Cullera no es solo sol y playa; es un enclave privilegiado donde el clima mediterráneo abraza una geografía de contrastes. Con rutas para todos los niveles, «Este municipio ofrece paisajes impresionantes que combinan la serenidad del mar con la fuerza de la montaña.»

Nuestra aventura arranca con la brisa de la Playa Cap Blanc.

Tras un café en el emblemático chiringuito La Perla Negra, ponemos rumbo al Faro, un enclave privilegiado donde la arena cede el paso a los primeros acantilados. Es el último refugio antes de que el sendero gane altura sobre el Mediterráneo.

🎼 Legado Musical

¿Sabías que esta zona fue refugio de inspiración para el célebre Maestro Joaquín Rodrigo? La historia se respira en cada paso hacia «la Farola», el guía de los navegantes desde 1858.

Un Refugio de Biodiversidad: Flora y Fauna en el Cabo

Caminar por el Sendero Azul es descubrir un ecosistema vivo. Desde la microreserva que protege la escasa Limonium Dufourii hasta los arbustos de albaida y romero, la naturaleza nos rodea. Además, gracias a su cercanía a la Albufera, es un punto estratégico para el avistamiento de aves: alcatraces, cormoranes y la exclusiva pardela balear son solo algunos de los tesoros que podrás observar con tus prismáticos.

Homenaje a la Tradición: El Paseo de las Farolas

Siguiendo la costa, el monumento a las mujeres marineras nos recuerda la fuerza de la comunidad local. Esta escultura, atribuida a Enrique Torres Gómez, es un tributo a la paciencia y dedicación de las familias que esperaban el regreso de los pescadores, manteniendo viva la esencia del pueblo.

Hacia la Cima: La «Bola» y las Letras de Cullera

El ascenso nos regala las mejores panorámicas. Tras coronar el radar meteorológico (la «Bola»), nos encontramos con el icono visual de la ciudad: las letras gigantes de Cullera. Construidas en 1965, estas estructuras de 12 metros de altura son un hito del diseño que, tras su reciente restauración con luces LED, siguen dando la bienvenida a los viajeros desde la ladera.

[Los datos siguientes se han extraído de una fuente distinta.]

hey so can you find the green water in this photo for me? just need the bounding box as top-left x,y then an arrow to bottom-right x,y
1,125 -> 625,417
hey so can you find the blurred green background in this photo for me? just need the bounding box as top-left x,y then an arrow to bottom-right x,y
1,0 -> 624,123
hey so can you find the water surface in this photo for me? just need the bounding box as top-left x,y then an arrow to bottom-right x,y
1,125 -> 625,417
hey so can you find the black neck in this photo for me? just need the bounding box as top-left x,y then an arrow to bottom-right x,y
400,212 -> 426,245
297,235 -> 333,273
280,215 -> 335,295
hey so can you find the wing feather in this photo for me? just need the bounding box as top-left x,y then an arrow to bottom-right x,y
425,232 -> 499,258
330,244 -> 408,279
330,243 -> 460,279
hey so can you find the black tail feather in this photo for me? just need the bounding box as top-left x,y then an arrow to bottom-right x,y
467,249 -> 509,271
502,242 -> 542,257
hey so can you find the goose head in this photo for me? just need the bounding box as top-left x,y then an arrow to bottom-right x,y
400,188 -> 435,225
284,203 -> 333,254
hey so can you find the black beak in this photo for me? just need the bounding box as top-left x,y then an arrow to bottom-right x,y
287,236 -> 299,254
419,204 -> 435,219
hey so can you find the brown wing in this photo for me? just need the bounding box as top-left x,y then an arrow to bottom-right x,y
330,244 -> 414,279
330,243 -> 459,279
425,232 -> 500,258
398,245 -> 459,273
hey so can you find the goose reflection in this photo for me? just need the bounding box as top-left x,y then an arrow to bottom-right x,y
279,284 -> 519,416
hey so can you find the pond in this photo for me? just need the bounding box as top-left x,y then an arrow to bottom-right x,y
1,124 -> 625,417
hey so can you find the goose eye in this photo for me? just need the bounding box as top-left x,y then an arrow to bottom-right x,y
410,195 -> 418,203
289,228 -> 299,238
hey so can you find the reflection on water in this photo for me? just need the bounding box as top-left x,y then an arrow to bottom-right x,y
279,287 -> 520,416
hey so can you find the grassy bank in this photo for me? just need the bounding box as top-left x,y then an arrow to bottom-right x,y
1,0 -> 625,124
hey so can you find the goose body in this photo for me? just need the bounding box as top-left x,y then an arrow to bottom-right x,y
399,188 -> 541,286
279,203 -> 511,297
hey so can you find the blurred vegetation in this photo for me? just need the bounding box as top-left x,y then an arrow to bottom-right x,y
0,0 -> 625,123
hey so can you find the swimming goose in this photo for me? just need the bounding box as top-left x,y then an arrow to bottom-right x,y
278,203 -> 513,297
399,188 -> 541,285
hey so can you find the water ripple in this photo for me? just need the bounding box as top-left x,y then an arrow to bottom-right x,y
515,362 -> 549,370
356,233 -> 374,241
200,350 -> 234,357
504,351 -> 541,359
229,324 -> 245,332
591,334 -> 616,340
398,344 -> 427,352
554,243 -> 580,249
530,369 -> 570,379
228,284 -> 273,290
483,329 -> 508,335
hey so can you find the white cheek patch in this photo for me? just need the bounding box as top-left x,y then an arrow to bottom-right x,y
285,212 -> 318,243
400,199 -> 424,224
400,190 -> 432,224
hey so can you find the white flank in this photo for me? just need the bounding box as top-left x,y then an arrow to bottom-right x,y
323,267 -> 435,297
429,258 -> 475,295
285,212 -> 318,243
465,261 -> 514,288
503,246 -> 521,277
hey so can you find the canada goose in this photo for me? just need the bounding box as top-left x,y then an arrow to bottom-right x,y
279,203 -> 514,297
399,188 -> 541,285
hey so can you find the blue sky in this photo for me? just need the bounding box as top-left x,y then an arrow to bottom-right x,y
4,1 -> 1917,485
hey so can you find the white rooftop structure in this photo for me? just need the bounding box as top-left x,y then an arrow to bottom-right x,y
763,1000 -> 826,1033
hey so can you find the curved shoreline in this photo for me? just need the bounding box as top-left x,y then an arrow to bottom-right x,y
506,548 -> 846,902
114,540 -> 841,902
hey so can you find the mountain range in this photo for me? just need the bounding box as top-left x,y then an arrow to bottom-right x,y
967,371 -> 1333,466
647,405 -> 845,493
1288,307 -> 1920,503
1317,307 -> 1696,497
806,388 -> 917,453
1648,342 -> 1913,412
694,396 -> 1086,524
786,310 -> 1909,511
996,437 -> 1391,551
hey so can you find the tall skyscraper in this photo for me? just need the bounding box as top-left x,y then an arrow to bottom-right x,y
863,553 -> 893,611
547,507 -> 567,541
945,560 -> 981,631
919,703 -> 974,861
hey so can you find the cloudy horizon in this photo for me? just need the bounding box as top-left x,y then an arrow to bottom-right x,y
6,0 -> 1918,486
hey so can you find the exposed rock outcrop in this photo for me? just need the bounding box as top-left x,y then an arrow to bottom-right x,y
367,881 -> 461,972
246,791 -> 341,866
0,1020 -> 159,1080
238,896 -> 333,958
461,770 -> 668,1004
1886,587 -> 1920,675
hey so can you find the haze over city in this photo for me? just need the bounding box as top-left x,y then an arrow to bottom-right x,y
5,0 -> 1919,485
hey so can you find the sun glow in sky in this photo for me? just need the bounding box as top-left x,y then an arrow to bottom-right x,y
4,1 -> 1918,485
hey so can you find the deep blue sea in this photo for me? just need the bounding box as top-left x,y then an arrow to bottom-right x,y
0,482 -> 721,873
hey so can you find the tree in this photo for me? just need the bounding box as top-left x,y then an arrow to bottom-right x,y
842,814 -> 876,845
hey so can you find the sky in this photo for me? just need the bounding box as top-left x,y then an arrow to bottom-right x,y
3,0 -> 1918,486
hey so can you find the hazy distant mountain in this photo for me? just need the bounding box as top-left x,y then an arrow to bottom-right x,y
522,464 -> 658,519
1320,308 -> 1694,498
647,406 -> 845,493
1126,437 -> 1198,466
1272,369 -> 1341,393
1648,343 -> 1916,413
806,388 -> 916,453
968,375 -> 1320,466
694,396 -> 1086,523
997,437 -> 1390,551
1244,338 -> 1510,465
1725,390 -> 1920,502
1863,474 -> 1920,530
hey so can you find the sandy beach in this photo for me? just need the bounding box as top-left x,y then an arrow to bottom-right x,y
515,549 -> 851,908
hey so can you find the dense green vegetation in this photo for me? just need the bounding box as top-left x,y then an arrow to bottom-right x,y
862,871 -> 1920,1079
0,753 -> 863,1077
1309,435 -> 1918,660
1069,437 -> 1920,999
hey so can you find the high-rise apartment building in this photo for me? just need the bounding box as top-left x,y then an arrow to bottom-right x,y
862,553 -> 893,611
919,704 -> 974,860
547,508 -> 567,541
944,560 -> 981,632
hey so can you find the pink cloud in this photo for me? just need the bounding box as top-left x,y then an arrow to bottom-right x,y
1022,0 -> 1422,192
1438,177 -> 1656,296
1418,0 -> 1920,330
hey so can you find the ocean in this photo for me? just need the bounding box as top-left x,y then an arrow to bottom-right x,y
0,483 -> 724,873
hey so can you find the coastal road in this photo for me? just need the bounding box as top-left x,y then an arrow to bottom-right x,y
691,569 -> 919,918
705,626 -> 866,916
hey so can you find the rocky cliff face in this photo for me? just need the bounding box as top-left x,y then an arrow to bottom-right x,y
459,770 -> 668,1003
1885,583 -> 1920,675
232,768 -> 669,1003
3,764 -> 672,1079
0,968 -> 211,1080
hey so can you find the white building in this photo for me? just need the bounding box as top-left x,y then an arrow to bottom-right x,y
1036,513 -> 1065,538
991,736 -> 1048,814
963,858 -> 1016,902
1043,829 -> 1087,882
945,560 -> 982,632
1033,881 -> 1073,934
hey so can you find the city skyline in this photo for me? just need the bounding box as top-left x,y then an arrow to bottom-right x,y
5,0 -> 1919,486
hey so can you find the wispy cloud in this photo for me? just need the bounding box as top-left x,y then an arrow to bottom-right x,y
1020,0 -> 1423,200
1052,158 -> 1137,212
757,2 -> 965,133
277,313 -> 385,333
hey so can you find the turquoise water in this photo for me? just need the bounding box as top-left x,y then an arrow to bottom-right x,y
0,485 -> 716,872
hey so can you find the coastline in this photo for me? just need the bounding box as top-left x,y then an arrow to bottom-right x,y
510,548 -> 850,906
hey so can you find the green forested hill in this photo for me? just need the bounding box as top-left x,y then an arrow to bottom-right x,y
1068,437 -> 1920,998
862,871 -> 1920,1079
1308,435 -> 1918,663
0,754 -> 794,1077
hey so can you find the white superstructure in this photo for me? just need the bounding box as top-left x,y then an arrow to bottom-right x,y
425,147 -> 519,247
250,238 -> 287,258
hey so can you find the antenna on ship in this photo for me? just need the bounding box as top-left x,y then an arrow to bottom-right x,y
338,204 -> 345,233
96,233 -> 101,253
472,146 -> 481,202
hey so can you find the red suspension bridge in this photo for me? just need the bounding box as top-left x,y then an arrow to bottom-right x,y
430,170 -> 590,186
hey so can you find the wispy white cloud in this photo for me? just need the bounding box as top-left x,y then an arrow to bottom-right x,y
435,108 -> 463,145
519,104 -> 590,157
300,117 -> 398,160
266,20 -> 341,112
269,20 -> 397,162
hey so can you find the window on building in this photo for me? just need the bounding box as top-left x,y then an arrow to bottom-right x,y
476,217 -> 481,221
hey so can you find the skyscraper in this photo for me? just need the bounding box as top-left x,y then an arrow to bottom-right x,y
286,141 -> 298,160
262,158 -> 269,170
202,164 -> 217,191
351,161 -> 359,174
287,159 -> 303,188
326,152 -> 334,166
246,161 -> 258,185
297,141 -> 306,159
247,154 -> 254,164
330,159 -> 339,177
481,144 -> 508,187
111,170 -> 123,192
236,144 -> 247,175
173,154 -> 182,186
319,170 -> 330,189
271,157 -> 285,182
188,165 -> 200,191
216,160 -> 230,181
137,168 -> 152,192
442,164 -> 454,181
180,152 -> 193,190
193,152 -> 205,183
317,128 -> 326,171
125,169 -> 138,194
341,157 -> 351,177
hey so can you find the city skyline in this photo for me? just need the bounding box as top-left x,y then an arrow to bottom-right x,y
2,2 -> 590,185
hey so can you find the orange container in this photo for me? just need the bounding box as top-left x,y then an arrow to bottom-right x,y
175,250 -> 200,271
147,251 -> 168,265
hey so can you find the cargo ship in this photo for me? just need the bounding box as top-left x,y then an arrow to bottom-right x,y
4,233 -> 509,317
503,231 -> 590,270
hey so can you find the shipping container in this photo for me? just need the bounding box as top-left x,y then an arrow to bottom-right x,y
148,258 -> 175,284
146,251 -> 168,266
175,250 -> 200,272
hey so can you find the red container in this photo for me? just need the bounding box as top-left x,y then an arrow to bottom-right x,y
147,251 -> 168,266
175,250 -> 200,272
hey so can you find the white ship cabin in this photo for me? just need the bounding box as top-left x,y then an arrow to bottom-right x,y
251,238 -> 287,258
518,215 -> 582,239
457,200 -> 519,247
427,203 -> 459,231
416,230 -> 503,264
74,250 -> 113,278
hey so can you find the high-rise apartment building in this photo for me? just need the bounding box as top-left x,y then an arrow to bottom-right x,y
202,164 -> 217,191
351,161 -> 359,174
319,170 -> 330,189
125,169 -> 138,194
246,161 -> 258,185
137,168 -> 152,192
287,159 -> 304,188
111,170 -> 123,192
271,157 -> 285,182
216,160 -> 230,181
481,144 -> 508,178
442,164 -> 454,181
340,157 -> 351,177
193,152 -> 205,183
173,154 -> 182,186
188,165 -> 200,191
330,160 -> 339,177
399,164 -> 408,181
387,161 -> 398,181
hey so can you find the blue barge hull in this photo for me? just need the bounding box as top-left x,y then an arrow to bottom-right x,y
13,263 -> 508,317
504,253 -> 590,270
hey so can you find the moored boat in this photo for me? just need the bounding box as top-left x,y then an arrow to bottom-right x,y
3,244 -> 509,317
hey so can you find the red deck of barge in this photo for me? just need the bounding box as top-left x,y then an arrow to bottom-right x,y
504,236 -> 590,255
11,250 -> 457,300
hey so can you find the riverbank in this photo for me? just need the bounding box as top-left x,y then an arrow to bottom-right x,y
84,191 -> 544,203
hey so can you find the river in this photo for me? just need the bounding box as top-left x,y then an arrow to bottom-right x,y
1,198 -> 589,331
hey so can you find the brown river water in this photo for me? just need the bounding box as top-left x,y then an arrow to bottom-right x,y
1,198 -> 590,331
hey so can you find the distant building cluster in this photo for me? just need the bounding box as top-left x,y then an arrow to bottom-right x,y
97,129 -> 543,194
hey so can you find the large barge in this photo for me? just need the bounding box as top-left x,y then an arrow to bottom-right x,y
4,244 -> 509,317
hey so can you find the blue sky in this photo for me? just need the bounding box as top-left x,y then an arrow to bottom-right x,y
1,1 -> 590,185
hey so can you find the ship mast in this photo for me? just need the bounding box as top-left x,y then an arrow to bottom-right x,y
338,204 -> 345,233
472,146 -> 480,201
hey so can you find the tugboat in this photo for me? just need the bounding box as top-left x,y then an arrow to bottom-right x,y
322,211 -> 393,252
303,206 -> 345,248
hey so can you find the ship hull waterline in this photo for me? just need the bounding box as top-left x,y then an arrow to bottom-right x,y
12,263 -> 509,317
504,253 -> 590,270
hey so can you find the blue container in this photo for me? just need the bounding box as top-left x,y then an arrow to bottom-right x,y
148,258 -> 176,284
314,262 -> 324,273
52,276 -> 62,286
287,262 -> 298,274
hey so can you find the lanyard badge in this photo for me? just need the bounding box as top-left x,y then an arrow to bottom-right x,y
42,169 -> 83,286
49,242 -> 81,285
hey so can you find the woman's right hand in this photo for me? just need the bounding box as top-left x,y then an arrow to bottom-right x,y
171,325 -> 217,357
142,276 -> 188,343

Un Viaje al Siglo X: El Fuerte y Castillo de Cullera

La historia de piedra cobra vida en el Castillo. Desde su origen musulmán hasta su papel en la Guerra de la Independencia, esta fortaleza es una lección de historia al aire libre. No te pierdas la Torre del Homenaje o la singular Torre Octogonal, una de las pocas de su tipo en toda la Comunidad Valenciana.

El Broche de Oro: Gastronomía y Tradición Valenciana

Ninguna ruta en Cullera está completa sin sentarse a la mesa. Para los amantes de la buena cocina, el Restaurante Casa Salvador (fundado en 1950) es una parada obligatoria, considerada por muchos la «Catedral de los arroces». Y si buscas algo dulce, no olvides pasar por los hornos locales para probar una auténtica coca de llanda.